The founders are also suspending their own salaries, they add, and they say senior leadership at the company has agreed to reduced salaries.

Away is doing this exactly the right way, by the way. Rubio and Korey say those laid off will receive a minimum of eight weeks of severance and will see their healthcare coverage through the end of June.

The company says it has also waived the vesting cliff on equity and extended the exercise period of stock options so affected employees don’t have to make decisions surrounding their equity while they’re frantically figuring out next steps for themselves.

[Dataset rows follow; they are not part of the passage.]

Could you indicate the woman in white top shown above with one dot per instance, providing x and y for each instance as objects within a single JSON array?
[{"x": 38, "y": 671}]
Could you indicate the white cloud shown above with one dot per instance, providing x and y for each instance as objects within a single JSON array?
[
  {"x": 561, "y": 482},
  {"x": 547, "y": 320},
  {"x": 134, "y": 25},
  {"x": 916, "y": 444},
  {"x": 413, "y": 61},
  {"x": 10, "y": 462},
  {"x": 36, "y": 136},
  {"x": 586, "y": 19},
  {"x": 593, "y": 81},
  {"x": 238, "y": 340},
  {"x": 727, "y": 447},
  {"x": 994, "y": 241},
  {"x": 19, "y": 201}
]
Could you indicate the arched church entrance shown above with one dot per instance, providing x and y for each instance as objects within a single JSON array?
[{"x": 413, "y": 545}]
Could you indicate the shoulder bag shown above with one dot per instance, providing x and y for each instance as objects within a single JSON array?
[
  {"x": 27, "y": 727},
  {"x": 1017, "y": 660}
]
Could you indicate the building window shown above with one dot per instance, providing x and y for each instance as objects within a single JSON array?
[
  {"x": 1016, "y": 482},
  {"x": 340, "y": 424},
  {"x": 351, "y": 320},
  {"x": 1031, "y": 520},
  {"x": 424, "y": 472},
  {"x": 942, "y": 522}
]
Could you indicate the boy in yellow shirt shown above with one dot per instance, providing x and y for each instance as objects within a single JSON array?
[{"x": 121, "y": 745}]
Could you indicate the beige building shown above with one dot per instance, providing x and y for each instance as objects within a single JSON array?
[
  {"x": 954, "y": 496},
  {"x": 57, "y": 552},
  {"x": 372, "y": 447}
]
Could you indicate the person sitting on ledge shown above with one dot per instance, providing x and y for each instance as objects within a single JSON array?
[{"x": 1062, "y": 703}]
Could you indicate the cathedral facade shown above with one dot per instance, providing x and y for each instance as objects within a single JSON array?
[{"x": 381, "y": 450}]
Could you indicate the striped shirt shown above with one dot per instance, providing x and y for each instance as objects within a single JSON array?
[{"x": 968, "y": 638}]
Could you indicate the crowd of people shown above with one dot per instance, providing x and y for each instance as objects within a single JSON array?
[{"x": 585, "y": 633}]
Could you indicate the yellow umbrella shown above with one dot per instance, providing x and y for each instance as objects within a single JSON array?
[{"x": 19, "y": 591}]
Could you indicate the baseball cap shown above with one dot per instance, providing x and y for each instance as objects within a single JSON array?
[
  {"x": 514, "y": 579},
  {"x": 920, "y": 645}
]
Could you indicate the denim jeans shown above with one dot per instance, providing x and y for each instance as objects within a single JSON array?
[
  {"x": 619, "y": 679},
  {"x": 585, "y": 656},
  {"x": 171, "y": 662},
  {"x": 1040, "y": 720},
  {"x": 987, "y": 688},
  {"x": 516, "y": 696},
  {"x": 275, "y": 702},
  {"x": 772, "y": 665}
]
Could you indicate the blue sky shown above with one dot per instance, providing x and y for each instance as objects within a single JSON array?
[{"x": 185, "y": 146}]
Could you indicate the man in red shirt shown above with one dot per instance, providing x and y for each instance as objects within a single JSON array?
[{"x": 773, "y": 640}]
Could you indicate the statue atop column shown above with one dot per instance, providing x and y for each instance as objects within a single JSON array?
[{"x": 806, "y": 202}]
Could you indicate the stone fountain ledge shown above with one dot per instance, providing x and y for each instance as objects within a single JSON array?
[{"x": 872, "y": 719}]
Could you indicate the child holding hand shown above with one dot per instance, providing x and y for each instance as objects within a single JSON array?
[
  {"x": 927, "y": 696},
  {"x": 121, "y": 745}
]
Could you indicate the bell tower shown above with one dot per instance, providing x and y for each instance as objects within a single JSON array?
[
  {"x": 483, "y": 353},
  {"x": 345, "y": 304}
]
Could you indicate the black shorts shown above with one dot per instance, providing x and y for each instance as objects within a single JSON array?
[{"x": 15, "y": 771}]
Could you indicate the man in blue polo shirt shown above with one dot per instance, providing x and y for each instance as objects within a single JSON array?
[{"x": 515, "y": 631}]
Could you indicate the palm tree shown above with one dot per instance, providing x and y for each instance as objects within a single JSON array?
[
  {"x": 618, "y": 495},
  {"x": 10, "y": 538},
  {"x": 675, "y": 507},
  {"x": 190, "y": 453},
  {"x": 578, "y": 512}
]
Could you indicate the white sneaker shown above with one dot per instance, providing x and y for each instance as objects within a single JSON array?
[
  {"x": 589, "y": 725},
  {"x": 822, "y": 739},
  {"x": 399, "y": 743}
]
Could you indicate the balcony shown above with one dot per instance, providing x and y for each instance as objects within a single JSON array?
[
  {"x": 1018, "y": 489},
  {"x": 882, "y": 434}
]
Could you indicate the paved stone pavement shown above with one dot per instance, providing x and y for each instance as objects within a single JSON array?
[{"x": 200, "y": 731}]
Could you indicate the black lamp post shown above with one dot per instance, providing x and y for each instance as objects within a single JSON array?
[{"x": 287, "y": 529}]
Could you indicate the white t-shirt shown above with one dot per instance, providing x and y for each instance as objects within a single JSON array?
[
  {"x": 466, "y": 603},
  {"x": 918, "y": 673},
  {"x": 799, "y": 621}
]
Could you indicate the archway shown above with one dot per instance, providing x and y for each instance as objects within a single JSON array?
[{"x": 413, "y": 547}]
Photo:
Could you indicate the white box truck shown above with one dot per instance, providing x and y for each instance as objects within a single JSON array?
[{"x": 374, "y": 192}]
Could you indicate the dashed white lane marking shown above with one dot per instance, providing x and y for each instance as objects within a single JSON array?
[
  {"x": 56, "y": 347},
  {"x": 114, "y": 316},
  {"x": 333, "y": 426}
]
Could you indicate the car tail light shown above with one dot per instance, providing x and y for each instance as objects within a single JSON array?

They also note that owing to government assistance, its furloughed employees — many of whom work in customer support — should continue to receive 100% of their wages and benefits until they can resume work full time.

Away was described by some former employees as having a toxic culture in The Verge late last year, owing in part to CEO Korey’s management style. Soon after, Korey apologized and stepped aside, but weeks later she announced through the New York Times that, on second thought, she wasn’t going to give up her role at the company, a position she currently shares with Stuart Haselden, who agreed to join the company from Lululemon Athletica when Korey first stepped away.

Whether the two continue to share this role is another question and one that presumably depends on how long the current downturn lasts.

In the meantime, Away is smart to do everything in its power for employees whom it can no longer pay — and to get ahead of employee leaks about the layoffs by posting the news itself to Medium.

It’s not the first company to do so, of course. Last week, as one example, the CEO of the personalized stationery startup Minted, Mariam Naficy, also posted on Medium her letter to employees about layoffs at the company and precisely what former staffers could expect in the way of severance. You can see many others adopting the same playbook as the situation wears on.

They should. In both cases, the founders came across as savvy and compassionate on the whole. Their handling of a bad situation also stands in stark contrast to how some other startups have handled layoffs — and how they will be remembered for it when all is said and done.